On the very same day last week that President Biden signed legislation declaring Juneteenth a national holiday, the conservative-dominated Supreme Court effectively declared in Nestle USA, Inc. v. DOE et al. that slavery was morally acceptable, and U.S. capitalists could continue to profit from it, as long as it occurred outside U.S. borders.

While self-congratulatory celebrations proliferated in the wake of the new Juneteenth holiday, we are reminded of the wide gulf between symbolism and substance. Of course, symbols are extremely important. They draw attention to history and offer a frame for understanding it. They provide opportunities to affirm values and educate one another about how we got to where we are. Conversely, symbols of racism are mechanisms of continued trauma and insult. So, far be it for me to diminish the importance of symbols and historical markers.

That said, this week there was a churning in my gut as I listened to commentaries and condemnations of the evils of slavery, and discussions of how unjust it was that our ancestors in Texas were enslaved for two and a half years beyond the passage of the Thirteenth Amendment before they could free themselves. What got less attention and should have triggered widespread outrage was the U.S. Supreme Court’s decision to side with the world’s biggest chocolate producer against former child slaves working on cocoa plantations in West Africa: On June 17, the Supreme Court ruled that the formerly enslaved children could not sue the Nestle and Cargill corporations, because their cocoa suppliers were based in Ivory Coast.

West Africa’s booming cocoa industry supplies Virginia-based Nestle Corporation and Minnesota-based Cargill with ingredients for chocolate products that make these companies billions in profits. Nestle boasted over $26 billion in revenue in 2015. In contrast, the young litigants, originally from Mali, told horrific stories of being forcibly transported to work sites, beaten, kept in locked rooms overnight and compelled to work 14-hour days for little or no pay. Some testified that they were terrorized, tortured and tied to trees as punishment for attempts to escape. A U.S. Labor Department Report from 2015 estimated that more than 2 million children work under such conditions in cocoa-growing regions of West Africa.

The lawsuit, which has meandered through the courts, was based on the Alien Tort Statute, a nearly obsolete law that has been used in recent years by foreign nationals seeking redress from U.S.-based multinational companies for human rights abuses.

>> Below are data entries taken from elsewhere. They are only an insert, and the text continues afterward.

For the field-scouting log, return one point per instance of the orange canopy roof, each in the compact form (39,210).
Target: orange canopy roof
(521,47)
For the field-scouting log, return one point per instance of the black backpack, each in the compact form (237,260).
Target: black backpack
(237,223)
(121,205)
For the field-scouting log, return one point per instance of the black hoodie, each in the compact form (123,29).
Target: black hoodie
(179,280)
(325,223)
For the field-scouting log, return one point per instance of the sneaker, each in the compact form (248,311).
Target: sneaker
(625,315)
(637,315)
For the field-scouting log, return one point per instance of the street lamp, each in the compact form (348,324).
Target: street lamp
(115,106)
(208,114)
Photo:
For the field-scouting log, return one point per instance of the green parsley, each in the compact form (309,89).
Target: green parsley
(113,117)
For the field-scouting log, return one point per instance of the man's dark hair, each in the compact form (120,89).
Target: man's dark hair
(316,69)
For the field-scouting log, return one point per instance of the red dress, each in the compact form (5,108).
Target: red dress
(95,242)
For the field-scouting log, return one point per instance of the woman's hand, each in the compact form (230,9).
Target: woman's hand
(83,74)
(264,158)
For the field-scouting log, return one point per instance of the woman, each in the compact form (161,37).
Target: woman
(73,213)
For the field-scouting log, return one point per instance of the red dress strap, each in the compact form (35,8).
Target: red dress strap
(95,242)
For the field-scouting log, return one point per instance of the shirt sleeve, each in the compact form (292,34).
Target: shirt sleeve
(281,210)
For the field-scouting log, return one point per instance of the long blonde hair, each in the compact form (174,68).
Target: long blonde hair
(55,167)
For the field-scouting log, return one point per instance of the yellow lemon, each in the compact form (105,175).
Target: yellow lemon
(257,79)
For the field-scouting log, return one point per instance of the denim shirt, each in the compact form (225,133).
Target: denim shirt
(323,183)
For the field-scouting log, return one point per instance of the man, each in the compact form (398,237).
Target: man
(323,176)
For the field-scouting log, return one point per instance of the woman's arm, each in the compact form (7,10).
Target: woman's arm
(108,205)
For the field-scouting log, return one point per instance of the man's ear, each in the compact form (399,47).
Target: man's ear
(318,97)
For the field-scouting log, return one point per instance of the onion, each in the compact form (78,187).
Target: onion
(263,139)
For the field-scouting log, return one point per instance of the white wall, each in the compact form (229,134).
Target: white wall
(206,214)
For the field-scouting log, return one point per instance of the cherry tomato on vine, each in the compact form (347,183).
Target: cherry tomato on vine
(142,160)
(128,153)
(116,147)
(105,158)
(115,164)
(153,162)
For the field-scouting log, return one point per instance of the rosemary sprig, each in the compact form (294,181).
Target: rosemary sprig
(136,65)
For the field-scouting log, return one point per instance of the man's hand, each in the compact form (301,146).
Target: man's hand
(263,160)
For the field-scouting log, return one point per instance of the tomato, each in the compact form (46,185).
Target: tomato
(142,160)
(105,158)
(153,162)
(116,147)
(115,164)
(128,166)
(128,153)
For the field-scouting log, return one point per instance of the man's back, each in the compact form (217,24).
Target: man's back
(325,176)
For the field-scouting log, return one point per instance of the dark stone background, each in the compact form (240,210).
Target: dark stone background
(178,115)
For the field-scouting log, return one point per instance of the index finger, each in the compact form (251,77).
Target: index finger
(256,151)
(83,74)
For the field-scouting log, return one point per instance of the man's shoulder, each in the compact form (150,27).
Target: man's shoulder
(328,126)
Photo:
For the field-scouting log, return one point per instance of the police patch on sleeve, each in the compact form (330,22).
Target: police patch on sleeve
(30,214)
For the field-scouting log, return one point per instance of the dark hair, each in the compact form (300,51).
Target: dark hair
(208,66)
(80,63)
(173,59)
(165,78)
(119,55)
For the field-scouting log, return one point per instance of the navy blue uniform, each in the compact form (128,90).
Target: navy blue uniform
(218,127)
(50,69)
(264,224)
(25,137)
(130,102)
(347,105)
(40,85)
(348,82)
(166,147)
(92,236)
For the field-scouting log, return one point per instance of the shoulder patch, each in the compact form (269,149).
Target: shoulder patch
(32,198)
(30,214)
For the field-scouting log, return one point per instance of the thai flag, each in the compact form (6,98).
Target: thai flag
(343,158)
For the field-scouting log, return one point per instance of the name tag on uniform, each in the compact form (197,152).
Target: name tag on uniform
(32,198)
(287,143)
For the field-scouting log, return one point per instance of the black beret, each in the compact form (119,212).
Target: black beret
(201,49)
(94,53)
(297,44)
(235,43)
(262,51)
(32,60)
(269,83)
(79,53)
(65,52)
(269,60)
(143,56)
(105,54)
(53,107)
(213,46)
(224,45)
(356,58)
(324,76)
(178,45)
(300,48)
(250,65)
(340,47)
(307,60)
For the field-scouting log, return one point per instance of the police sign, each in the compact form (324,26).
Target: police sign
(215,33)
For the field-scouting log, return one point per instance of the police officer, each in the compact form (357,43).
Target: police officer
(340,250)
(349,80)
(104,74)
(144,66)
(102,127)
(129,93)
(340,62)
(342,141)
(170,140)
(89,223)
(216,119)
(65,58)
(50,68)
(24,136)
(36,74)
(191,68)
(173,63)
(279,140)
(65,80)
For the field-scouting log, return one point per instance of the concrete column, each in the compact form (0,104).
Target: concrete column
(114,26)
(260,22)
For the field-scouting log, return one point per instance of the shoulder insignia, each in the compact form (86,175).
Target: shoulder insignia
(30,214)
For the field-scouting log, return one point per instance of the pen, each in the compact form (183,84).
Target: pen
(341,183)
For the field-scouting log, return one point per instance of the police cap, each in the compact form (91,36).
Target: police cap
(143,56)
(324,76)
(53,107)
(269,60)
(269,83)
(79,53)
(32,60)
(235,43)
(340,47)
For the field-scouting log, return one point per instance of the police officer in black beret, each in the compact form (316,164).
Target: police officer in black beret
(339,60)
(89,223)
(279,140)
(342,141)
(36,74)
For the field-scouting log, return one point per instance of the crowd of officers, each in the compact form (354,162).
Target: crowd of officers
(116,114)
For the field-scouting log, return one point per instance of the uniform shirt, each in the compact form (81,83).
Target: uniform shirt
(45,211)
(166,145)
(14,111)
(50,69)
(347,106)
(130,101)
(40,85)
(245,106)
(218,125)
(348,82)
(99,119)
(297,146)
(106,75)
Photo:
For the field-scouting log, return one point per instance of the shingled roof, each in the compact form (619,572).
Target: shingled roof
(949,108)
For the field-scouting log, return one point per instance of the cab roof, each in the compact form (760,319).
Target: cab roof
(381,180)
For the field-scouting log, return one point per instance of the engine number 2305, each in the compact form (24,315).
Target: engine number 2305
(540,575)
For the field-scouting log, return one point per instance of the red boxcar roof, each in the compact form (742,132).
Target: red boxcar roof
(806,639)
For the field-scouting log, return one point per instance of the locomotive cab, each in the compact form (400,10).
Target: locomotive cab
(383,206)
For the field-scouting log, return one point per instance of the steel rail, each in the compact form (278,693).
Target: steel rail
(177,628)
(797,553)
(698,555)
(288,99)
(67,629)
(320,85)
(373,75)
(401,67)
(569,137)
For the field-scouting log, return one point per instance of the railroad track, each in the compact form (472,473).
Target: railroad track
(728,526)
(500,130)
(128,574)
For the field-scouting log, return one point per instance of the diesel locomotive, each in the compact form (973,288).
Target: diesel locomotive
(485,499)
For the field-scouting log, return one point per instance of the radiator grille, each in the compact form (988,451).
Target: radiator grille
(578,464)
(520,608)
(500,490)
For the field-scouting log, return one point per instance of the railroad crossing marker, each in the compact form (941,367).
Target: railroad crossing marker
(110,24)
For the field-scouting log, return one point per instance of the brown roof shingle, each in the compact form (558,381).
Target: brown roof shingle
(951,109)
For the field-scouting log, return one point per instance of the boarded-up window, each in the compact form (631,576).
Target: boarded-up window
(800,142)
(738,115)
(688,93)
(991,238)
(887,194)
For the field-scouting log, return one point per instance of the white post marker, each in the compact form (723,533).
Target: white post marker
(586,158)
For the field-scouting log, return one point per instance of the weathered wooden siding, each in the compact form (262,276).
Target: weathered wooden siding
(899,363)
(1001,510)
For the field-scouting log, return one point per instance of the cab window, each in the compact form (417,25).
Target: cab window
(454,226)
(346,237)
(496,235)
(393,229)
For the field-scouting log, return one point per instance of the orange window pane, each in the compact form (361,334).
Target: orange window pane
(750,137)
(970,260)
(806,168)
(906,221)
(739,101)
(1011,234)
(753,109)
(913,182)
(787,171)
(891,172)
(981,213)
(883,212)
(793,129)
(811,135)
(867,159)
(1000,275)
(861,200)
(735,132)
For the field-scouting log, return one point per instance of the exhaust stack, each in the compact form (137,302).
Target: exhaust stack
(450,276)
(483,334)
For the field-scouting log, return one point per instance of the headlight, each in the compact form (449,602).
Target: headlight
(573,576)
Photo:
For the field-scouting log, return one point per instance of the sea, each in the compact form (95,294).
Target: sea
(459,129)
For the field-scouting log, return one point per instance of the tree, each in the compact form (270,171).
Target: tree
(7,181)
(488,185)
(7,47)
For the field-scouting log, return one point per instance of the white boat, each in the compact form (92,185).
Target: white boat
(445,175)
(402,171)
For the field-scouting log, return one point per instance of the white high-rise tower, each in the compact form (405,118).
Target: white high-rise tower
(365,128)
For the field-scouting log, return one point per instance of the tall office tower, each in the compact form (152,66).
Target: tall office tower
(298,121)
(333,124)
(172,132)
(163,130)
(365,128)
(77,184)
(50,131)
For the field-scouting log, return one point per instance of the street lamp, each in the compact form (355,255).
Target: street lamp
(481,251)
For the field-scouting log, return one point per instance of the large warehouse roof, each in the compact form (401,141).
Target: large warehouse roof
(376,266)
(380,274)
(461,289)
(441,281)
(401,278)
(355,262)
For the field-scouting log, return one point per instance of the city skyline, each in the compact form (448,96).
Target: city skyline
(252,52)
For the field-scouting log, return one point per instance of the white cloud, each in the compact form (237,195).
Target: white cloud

But in a painful reminder that neoliberalism’s “free market at all costs” philosophy is still alive and well, the Supreme Court justices in effect looked the other way. Ultra-reactionary Clarence Thomas led the way, writing for the majority, determining that since Nestle and Cargill had essentially outsourced the abuse and feigned ignorance, it was not their fault. Lawyers for Nestle and Cargill argued for a level of immunity that enables companies to continue to operate globally with impunity, when it comes to labor abuses.

What should have triggered widespread outrage was the U.S. Supreme Court’s decision to side with the world’s biggest chocolate producer against former child slaves working on cocoa plantations in West Africa.

Democratic Party insider Neal Katyal — a former Obama Justice Department appointee (as acting solicitor general) — was defense counsel for the chocolate magnates. The scurrilous argument that Katyal made in front of the court back in December cited as a worthy legal precedent the fact that the firm that supplied Zyklon B gas to Nazi death camps in the 1940s was not held liable at Nuremberg tribunals. Therefore, he argued, Nestle and Cargill should not be held accountable for their complicity in child slavery today. Katyal went further to argue that holding U.S. companies responsible for overseas atrocities would put them at a “competitive disadvantage” relative to other countries. He delivered this morally bankrupt argument seemingly without shame and with a veiled and spurious sympathy for the enslaved children. According to Katyal and company, child slavery is not the fault of rich U.S. companies that incentivize these practices, but rather it is simply what Africans are doing to each other.

So, as we mark our calendars for a yearly federal commemoration of the time when Black people in Texas finally achieved at least some modicum of freedom from bondage in the 19th century, let us also organize to mark Juneteenth with protests against ongoing 21st-century manifestations of slavery, from the heinous treatment of unfree child laborers on West African cocoa plantations working in service of U.S. corporate profits, to the slavery-like conditions that are the bedrock of the prison industrial complex in the United States.